Am Mittag stürmen SEK-Beamte die Wohnung von Hamit P. Der 43-Jährige soll der regionale Anführer der sogenannten Osmanen Germania BC sein, einer Gruppe von türkischnationalen Rockern, die als gewaltbereit gilt und inzwischen vom Innenministerium verboten wurde. Nach einem Hinweis eines Aussteigers erlässt ein Richter einen Haftbefehl gegen Hamit P., Spezialkräfte der Wuppertaler Polizei sollen die Festnahme durchführen.

Als die SEK-Beamten die Tür aufbrechen, werfen sie eine Blendgranate, die im Flur detoniert. Ein Beamter stürmt ins Wohnzimmer, wo er Hamit P. antrifft – laut Medienberichten nur mit Handtuch und Unterhemd bekleidet. Der Beamte schießt auf Hamit P., dieser erliegt noch vor Ort seinen Verletzungen.

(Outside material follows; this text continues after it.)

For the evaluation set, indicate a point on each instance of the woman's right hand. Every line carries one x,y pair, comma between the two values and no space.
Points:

Der Beamte sagt später aus, Hamit P. habe einen dunklen Gegenstand in der Hand gehabt, außerdem sei er von dem Druck und Knall einer weiteren von Kol­le­g:in­nen gezündeten Blendgranate irritiert worden. Er habe geglaubt, Hamit P. hätte auf ihn geschossen.

Gegen den SEK-Beamten wird ­wegen fahrlässiger Tötung ­ermittelt. Aus Neutralitätsgründen übernimmt die Polizei Essen die Ermittlungen. ­Dabei stellt sich heraus, dass der dunkle ­Gegenstand in Hamit P.s Hand ein Handy gewesen sein soll. ­Später heißt es jedoch, sein Handy sei an einem Ladegerät ­gefunden ­worden. Unklar bleibt, warum eine zweite Blendgranate gezündet wurde. Im ­Januar 2019 stellt die Staatsanwaltschaft mangels Tatverdacht die Ermittlungen ein. Es habe sich um ein „tragisches Missverständnis“ gehandelt.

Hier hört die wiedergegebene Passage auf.